Be Running Up That Road

Firefighters have alternative ideas about structural porosity.

Pete called me at work this afternoon from a roadside to say our next door neighbor’s house was on fire. He didn’t seem all that upset, but I threw a hissyfit at my desk. Siobhan tried to be comforting about the whole thing but I said a lot of things that sounded like, “Grrrrrr bzttttt keck keck guappppp.” When Pete called me back from our backyard, the driveway was taped off, firefighters from three towns were smashing attic windows to let out smoke and I could tell Pete wasn’t telling me the whole story. I got on my bicycle and rode home, searching the sky for signs of smoke. At home, our cats were also freaking out.

A police officer allowed as how another fire in town was probably not an accident.

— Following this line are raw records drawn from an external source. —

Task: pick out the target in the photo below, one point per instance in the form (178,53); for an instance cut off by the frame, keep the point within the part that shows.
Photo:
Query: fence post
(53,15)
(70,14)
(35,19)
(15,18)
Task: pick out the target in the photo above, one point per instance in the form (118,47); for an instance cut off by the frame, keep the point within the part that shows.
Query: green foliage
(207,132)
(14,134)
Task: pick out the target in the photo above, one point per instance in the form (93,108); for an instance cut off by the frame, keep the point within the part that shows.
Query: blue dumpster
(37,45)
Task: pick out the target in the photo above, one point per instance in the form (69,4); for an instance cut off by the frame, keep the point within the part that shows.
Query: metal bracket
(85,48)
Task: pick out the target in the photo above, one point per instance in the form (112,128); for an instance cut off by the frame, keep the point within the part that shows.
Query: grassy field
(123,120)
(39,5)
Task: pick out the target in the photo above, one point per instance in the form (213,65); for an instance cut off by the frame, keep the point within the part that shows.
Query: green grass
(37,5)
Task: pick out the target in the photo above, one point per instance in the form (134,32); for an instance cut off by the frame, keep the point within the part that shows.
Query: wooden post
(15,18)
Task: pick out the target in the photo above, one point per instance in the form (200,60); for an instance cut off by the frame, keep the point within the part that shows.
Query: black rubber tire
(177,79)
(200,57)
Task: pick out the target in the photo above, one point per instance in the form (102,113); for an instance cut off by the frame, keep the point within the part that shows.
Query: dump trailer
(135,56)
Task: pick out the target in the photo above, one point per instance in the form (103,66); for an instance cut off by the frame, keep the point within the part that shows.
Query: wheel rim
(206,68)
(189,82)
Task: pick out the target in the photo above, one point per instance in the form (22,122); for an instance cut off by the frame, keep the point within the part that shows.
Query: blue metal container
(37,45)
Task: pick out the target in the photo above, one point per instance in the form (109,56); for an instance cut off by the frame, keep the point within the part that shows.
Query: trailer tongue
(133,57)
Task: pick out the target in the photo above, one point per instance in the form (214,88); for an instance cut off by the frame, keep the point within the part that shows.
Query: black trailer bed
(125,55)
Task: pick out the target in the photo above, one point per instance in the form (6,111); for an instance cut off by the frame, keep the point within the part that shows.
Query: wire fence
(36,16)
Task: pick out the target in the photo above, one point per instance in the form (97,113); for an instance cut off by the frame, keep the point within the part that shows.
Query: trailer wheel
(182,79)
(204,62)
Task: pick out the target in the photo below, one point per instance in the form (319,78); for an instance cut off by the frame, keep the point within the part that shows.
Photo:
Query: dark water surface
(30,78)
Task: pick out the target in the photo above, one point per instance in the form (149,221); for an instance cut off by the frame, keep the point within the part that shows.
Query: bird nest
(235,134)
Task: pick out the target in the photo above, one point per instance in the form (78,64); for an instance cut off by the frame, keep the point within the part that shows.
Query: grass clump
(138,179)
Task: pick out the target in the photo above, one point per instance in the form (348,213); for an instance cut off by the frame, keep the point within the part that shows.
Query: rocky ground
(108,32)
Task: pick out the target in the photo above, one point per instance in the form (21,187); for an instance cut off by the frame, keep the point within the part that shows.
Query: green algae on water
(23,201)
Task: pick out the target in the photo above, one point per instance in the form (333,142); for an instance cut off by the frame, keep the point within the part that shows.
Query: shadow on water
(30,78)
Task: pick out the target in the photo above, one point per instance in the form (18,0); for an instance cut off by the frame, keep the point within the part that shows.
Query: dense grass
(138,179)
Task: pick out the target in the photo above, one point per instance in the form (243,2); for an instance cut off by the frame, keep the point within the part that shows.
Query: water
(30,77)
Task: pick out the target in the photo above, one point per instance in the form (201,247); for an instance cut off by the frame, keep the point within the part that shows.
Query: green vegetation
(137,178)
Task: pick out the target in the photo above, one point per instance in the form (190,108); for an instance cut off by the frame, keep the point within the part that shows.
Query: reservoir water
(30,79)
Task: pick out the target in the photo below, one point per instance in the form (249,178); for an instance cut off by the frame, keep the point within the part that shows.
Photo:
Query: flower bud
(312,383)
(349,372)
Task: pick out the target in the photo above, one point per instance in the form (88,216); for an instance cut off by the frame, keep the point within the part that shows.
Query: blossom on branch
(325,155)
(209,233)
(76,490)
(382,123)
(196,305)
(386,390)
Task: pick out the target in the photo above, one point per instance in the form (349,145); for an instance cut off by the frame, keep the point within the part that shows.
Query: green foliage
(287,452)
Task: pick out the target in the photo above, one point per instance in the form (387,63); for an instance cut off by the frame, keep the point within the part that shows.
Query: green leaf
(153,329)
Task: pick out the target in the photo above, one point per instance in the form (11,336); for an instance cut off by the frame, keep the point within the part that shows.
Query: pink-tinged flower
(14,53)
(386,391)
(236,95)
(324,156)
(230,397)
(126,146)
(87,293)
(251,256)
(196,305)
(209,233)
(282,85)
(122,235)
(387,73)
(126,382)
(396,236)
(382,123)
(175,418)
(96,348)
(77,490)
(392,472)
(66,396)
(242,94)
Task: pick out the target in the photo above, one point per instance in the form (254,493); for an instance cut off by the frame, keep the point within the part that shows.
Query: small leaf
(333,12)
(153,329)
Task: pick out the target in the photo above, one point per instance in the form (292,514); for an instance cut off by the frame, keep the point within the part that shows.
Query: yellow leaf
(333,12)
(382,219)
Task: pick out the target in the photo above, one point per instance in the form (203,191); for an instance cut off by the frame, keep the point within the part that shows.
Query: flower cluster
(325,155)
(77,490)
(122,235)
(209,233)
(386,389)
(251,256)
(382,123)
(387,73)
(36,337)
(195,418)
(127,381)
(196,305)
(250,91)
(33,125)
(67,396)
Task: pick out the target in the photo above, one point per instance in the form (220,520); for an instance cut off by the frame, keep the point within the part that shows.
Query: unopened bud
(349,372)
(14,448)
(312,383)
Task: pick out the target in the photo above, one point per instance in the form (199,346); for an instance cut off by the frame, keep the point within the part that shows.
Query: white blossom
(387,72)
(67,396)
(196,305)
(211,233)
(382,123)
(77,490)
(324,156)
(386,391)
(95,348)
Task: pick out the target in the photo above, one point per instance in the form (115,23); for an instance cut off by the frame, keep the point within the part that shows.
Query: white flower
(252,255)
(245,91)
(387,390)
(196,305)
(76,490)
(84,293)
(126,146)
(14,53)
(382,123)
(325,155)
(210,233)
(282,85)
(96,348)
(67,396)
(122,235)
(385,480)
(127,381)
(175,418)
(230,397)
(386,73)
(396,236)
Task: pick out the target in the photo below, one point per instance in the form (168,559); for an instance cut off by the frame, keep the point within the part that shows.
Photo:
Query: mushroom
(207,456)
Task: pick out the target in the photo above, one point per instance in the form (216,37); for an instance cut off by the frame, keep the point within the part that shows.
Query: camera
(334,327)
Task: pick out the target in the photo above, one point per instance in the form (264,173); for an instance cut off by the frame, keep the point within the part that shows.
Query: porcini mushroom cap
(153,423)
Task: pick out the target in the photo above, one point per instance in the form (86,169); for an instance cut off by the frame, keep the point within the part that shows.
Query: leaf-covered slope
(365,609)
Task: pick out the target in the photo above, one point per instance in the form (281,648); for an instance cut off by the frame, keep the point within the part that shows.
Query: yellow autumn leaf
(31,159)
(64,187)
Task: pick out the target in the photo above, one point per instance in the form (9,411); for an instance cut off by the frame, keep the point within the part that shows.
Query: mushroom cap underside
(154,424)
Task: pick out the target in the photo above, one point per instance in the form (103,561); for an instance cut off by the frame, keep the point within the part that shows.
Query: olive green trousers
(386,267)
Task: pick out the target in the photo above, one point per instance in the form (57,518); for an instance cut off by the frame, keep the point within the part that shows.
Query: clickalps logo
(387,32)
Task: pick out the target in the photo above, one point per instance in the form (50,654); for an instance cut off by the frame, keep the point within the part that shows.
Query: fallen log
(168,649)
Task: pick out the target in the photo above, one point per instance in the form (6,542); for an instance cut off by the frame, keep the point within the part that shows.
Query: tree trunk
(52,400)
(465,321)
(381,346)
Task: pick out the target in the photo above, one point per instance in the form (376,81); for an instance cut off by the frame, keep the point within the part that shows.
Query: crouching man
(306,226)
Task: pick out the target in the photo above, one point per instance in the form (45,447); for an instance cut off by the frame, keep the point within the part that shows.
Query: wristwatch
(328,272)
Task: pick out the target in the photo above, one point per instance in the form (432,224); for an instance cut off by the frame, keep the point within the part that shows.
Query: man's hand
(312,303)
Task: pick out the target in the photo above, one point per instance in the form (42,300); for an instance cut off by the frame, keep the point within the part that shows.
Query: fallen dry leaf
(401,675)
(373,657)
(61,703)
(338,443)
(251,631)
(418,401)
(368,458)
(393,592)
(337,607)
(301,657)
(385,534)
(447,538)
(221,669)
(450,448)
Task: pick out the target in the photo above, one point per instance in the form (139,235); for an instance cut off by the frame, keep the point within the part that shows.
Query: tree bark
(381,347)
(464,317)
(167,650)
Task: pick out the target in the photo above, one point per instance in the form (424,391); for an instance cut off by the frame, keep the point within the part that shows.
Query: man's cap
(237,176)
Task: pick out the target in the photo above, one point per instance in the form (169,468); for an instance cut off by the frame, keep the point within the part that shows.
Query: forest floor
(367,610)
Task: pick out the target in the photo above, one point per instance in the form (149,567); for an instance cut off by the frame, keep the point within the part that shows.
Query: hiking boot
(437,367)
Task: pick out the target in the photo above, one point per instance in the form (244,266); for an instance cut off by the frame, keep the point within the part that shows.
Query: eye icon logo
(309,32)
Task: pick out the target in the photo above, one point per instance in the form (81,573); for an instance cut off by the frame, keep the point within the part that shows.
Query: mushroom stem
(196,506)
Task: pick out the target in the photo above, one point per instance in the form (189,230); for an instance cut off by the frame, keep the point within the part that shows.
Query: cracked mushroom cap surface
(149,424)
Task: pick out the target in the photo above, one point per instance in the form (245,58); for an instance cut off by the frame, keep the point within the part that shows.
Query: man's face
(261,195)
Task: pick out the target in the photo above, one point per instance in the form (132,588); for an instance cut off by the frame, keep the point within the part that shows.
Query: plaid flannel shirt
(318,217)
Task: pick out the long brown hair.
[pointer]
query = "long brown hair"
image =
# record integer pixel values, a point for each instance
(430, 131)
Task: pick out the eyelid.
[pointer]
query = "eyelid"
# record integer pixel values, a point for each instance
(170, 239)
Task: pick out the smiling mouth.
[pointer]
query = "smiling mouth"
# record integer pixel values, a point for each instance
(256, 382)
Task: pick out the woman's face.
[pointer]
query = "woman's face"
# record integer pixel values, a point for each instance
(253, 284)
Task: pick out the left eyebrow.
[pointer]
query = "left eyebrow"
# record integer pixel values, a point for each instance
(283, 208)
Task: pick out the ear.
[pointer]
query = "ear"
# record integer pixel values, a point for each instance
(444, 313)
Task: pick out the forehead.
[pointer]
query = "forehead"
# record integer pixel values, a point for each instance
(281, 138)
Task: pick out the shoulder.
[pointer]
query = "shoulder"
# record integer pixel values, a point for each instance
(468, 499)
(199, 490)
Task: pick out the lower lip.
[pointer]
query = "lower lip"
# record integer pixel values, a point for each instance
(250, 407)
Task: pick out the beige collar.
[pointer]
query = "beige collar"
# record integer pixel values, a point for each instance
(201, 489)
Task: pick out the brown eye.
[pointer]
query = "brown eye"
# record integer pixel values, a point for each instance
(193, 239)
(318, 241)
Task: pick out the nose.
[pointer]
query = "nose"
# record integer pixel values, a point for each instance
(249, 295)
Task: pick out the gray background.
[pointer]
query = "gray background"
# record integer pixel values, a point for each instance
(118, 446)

For hours, emergency vehicles blocked off our street and about two dozen firefighters moved around like warmly dressed chess pieces. By the time I got home, the fire was out and the investigation was beginning. The neighbors leaned on a car across the street, looking shell shocked. Pete and I invited them in to sit down, but the police took turns asking them questions. Later, one of the officers told Pete there’d been three fires in three days and one of them differed from the others. When we walked to the main street later, we saw this and thought it looked very suspicious.

By the time we sat down for a dinner of CSA vegetables and pasta we might've called it breakfast.

We joined a farm share program, which led to me writing a check that made me hyperventilate. We live modestly, so a whole season’s vegetables all at once really add up. Thus, when Pete puts a plate like this one filled with carrots, cabbage, onions, green beans and herbed compound butter in front of me it is as if we are rewarding ourselves for making an unnerving leap of faith.

Our street smells like smoke tonight. Our cats are finally calm.